We had great expectations for 2018 but things went wrong and we ended the year 12% down on the JSE All Share Index. The rand weakened by 15% against the US$ to end the year on R14,42/$, which helped our international investments but after a good year the US markets also collapsed in November and December dragging the S&P500 down to end the year 7% lower.
On the good side the price of oil is down 19% and the average inflation rate for SA was 4,51%. If we take an average inflation rate of 5% and an average real return on equities of 6%, the JSE All Share Index should gain 35% this year just to make up for the lagging returns over the last 5 years.
Looking at 2019 we see a couple of big issues that need to be resolved. Globally we have the US/China trade wars and Brexit; and closer to home the general elections in South Africa. Expect a lot of political mud-slinging everywhere over the next few months and try not to get swept up in it.

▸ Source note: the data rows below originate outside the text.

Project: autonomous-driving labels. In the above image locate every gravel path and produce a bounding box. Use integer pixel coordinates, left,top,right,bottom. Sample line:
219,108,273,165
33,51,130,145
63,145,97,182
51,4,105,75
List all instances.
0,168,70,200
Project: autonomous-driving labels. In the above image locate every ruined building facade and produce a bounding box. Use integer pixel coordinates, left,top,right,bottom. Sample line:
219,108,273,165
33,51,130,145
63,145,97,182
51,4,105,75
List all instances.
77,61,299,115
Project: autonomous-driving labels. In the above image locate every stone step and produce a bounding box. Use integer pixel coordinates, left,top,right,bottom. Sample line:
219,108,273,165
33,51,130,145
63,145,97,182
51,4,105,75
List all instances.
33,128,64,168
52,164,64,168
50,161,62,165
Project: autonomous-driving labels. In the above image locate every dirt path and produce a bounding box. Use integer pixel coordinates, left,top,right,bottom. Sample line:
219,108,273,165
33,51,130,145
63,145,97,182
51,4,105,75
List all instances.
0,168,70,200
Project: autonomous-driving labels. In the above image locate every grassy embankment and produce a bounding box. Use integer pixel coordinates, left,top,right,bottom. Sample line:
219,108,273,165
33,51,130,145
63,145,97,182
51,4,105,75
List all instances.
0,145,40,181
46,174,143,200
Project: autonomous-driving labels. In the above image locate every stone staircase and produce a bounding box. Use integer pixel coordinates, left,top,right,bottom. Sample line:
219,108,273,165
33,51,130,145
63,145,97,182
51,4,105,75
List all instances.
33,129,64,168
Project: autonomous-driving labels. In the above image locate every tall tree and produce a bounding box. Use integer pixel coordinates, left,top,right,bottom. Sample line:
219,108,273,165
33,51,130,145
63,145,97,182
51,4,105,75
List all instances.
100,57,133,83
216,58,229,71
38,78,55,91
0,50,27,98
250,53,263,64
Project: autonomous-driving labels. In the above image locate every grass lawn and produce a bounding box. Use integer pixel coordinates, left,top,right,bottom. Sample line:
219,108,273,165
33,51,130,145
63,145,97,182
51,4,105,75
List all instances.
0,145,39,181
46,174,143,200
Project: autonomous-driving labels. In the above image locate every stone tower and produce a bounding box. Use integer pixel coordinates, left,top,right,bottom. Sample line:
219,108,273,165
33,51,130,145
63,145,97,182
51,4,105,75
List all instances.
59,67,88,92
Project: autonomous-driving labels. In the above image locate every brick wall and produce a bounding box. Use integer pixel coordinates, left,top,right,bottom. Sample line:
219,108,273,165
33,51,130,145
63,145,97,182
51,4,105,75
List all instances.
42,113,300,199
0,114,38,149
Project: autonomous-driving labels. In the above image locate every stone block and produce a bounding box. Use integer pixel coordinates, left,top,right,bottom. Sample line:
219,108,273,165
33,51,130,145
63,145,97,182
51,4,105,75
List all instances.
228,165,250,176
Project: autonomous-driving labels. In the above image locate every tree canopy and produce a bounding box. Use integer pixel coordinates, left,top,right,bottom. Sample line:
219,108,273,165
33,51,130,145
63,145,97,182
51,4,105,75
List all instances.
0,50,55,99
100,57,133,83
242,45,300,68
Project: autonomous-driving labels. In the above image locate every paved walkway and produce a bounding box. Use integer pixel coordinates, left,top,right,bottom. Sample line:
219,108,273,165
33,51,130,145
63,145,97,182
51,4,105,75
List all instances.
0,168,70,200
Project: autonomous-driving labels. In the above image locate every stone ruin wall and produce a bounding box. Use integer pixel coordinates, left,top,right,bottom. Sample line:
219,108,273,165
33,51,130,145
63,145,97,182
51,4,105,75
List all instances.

Donald Trump is starting to cause his own country and the rest of the world some serious damage with his trade wars and internal political demands. We can only hope that he tones it down a bit and that sanity will prevail. We believe that many quality companies in South Africa and also in the US are either cheap or fairly valued after a heavy sell-off in 2018.
If we look at the investment strategy for 2019 we have to ignore the noise and look at the fundamentals. Cash has been king for the past 5 years but will not be for the next 5 years. Although there are many political and economic uncertainties, share valuations are compelling and should not be ignored for longer-term investments.
The rand is relatively undervalued and although it can go either way, international investments should be made cognisant of the fact that the rand can strengthen from these levels. As always, diversification is the overriding factor when formulating an investment plan and patience is the biggest virtue.